The Importance of Containing Healthcare Costs


The national debt and persistent budget deficits are a serious concern. At $19.8 trillion, or $165,500 per taxpayer, the U.S. national debt is at 105 percent of gross domestic product (GDP), a peacetime record. So long as the national debt grows faster than the economy, as it did in 2016, the debt-to-GDP ratio will only increase.

Increases in the national debt are largely being driven by increasing health care costs, particularly through the Medicare program. In 2016, approximately 30 percent of federal spending was used for healthcare, in contrast to only three percent in 1960. If the federal government was still spending three percent of its budget on healthcare, the $550 billion budget deficit in 2016 would have instead been a $500 billion surplus.

The federal Medicare program did not exist in 1960, illustrating that this program is largely responsible for the current budgetary situation. People often incorrectly blame Social Security and defense spending for the budget deficit. To see why this is incorrect, note that in 1960, Social Security was 13.4 percent of federal spending, compared to 23.3 percent in 2016. Reducing Social Security spending back to its 1960 level would not balance the budget. Defense spending was 50 percent of the federal budget in 1960 compared to 15 percent in 2016. This reduction in defense spending as a proportion of total federal spending saves the federal government $1.4 trillion per year.

The situation is similar on the state level. Currently, Health and Human Services comprises about half of our state budget; in 2000, it comprised about a third of it. If state-level health spending could be reduced back to a third of the state’s budget, it would free-up at least an additional $3.5 billion in revenue.
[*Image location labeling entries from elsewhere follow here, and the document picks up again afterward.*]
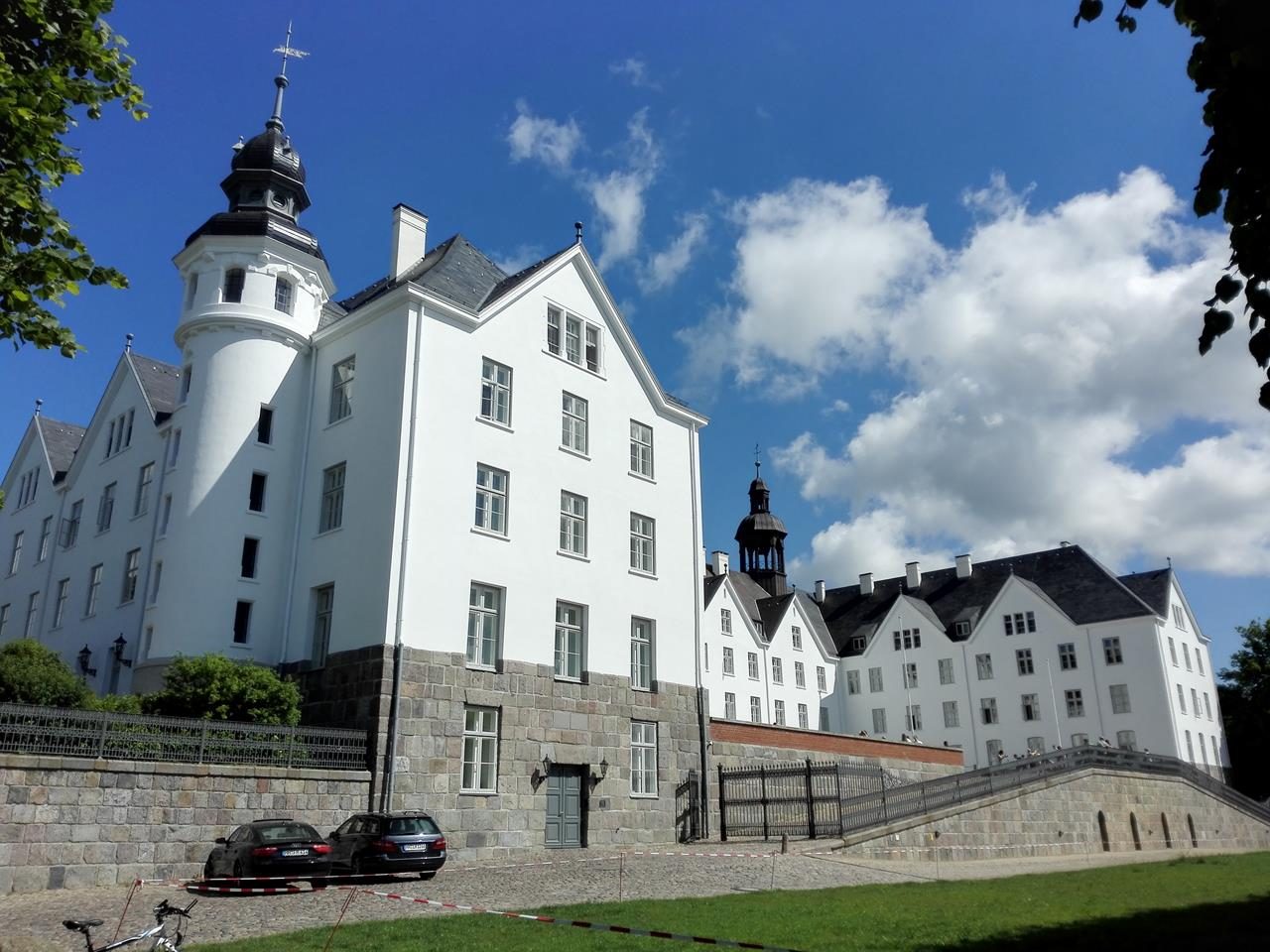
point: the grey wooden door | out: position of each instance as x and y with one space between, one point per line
564 806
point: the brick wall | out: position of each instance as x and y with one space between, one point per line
70 821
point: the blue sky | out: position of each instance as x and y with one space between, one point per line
937 259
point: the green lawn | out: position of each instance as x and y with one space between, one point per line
1187 904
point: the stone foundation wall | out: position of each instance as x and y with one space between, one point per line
1061 816
68 821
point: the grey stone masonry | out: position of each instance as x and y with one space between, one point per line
70 821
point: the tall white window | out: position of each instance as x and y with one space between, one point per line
484 608
571 642
642 449
643 758
643 543
331 498
324 613
480 751
341 389
642 654
572 524
495 393
490 499
572 422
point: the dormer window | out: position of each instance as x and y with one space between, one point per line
284 295
234 281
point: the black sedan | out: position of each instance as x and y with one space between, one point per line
267 848
386 843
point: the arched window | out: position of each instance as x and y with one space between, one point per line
284 295
234 281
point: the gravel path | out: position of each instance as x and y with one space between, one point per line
33 920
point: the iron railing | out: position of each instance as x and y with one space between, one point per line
801 800
26 729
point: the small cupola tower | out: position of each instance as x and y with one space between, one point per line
762 539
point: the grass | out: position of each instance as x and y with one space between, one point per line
1193 904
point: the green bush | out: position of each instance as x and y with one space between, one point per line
35 674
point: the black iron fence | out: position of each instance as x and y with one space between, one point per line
834 798
100 734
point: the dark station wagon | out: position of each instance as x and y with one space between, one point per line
388 843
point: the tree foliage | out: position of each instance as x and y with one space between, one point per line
1230 62
59 60
35 674
218 689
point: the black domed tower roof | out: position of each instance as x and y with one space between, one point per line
761 536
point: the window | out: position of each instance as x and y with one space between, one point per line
570 642
988 710
572 524
331 498
284 295
947 670
105 508
16 555
495 393
1120 698
64 590
1024 658
642 654
1067 656
131 570
643 760
250 549
141 506
643 543
1075 703
46 535
642 449
484 607
241 622
234 281
341 389
490 499
94 585
572 422
480 751
913 716
324 613
264 426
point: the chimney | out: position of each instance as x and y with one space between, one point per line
409 239
912 576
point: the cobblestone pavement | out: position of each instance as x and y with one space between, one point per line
33 920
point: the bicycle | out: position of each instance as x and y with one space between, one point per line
163 941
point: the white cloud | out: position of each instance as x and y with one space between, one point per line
550 143
666 267
1034 359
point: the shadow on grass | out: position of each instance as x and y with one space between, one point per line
1224 925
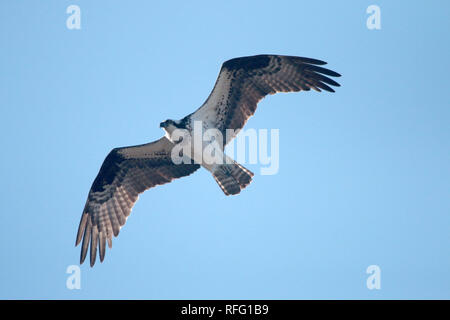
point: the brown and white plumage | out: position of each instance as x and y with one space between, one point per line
243 82
127 172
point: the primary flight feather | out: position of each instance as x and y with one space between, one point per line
127 172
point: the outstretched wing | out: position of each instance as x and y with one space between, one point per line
125 173
243 82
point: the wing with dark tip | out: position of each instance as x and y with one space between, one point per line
243 82
125 173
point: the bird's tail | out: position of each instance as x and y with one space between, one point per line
232 178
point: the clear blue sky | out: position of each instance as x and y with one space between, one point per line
364 173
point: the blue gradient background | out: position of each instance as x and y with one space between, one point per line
364 173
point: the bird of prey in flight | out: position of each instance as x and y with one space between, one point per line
129 171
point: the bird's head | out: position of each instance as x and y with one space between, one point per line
170 125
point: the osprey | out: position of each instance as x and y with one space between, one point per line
129 171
This would more than cover the estimated $2 billion needed to properly maintain Michigan’s roads. If the rest went to higher education, it would increase state support of higher education back to what it was in the 1980s and the 1990s when tuition was much lower. As long as healthcare costs rise faster than the rate of inflation, which they have since the 1960s, healthcare spending will crowd-out other spending at the federal and state levels while being largely responsible for the federal budget deficit.

The U.S. currently devotes 17.6 percent of GDP to healthcare, which is, by far, more than any other country spends on healthcare. Yet, the U.S. does not experience a noticeable improvement in health outcomes, such as life expectancy, as a result of this additional spending. Developed nations devote an average of 9.5 percent of GDP to healthcare costs. If the U.S. was able to reduce healthcare spending to that level, it would instantly free up $1.6 trillion, providing relief to the government and to private sector employers. If only one-third of this savings was recouped by the federal government, it would be sufficient to balance the budget.

When President Trump and the Congress revisit healthcare reform, the focus needs to be on cost containment.